Encontrámos este artigo de opinião de António Pinto Leite, no jornal "Expresso" desta semana. É relativamente extensa, mas aconselhamos a ler.

"Poucos debates sociais terão sido tão úteis como os realizados sobre o aborto.

Os estudos de opinião demonstram que os portugueses querem despenalizar, mas reagem contra a possibilidade do aborto livre. Não querem castigar, mas não querem permitir o aborto de qualquer maneira. Querem proteger as mulheres da vergonha social e do sistema criminal, mas não querem desproteger em absoluto o filho em gestação. Impressiona a maioria dos portugueses que o coração do bebé bata, às dez semanas.

O «sim» ganha o referendo se conseguir que, na hora de votar, o dilema dos portugueses seja despenalizar ou não.


O «não» ganha o referendo se conseguir que, na hora de votar, o dilema dos portugueses seja permitir o aborto livre ou não.


A inércia do debate favorece o «sim», na medida em que o som de fundo da sociedade é o de que não se pode pôr as mulheres na prisão. Não há mulher nenhuma na prisão, mas é uma ideia adquirida.


A verdade favorece o «não». A verdade é que no referendo está em causa o aborto livre, a mulher quer, a mulher faz.


Virá a verdade ao de cima, durante a campanha? É este o primeiro braço-de-ferro da campanha. Há outro, o da abstenção.


O referendo é triplo, contém três perguntas: despenalizar, liberalizar o aborto até às dez semanas e responsabilizar o Estado pela assistência e pelos encargos com a prática do aborto.
São três perguntas distintas. Há consenso quanto à primeira, não há consenso quanto às outras duas. Muitos portugueses não irão votar porque, tal como a pergunta é feita, não conseguirão optar.

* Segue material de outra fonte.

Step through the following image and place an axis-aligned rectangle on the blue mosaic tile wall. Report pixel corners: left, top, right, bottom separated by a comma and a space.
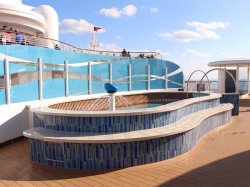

Se os políticos tivessem feito o trabalho de casa não se teria chegado a este referendo. Se há consenso em despenalizar, por que não avançaram antes os partidos para um acordo, em sede parlamentar? Por que ficaram na gavetas projectos de deputados do próprio PS, por que não reagiu o PSD? Por que caiu em saco roto a reflexão de Freitas do Amaral?


A resposta portuguesa para a questão do aborto terá de ser sofisticada. Juridicamente sofisticada, socialmente sofisticada.
Desde logo, socialmente sofisticada. Se, desde o último referendo, alguns voluntários conseguiram dar apoio a mais de 80.000 grávidas e dar a vida a mais de 10.000 bebés em risco de aborto, o que não poderá o Estado, com os seus meios, fazer neste domínio?

Os portugueses têm uma tradição e uma sensibilidade especiais. Os portugueses querem um ponto de equilíbrio entre a intimidade angustiada da mãe e o direito à vida do filho.


Os dados internacionais demonstram que o aborto livre tem como consequência o aumento exponencial do número de aborto. Os dados demonstram que o aborto livre não acaba com o aborto clandestino. Para quê dar este passo civilizacional, se não resolve o problema?


Com os consensos que o debate do referendo provocou, nada ficará como dantes. Se o «não» vencer, haverá despenalização sem aborto livre. Se o «sim» vencer será passado um cheque em branco ao aborto livre.


Portugal precisa de ganhar tempo para fazer a lei que quer. Votando «não» Portugal ganha esse tempo, tempo para o equilíbrio entre o drama da mãe e a vida frágil que tem dentro dela, tempo para sim mesmo."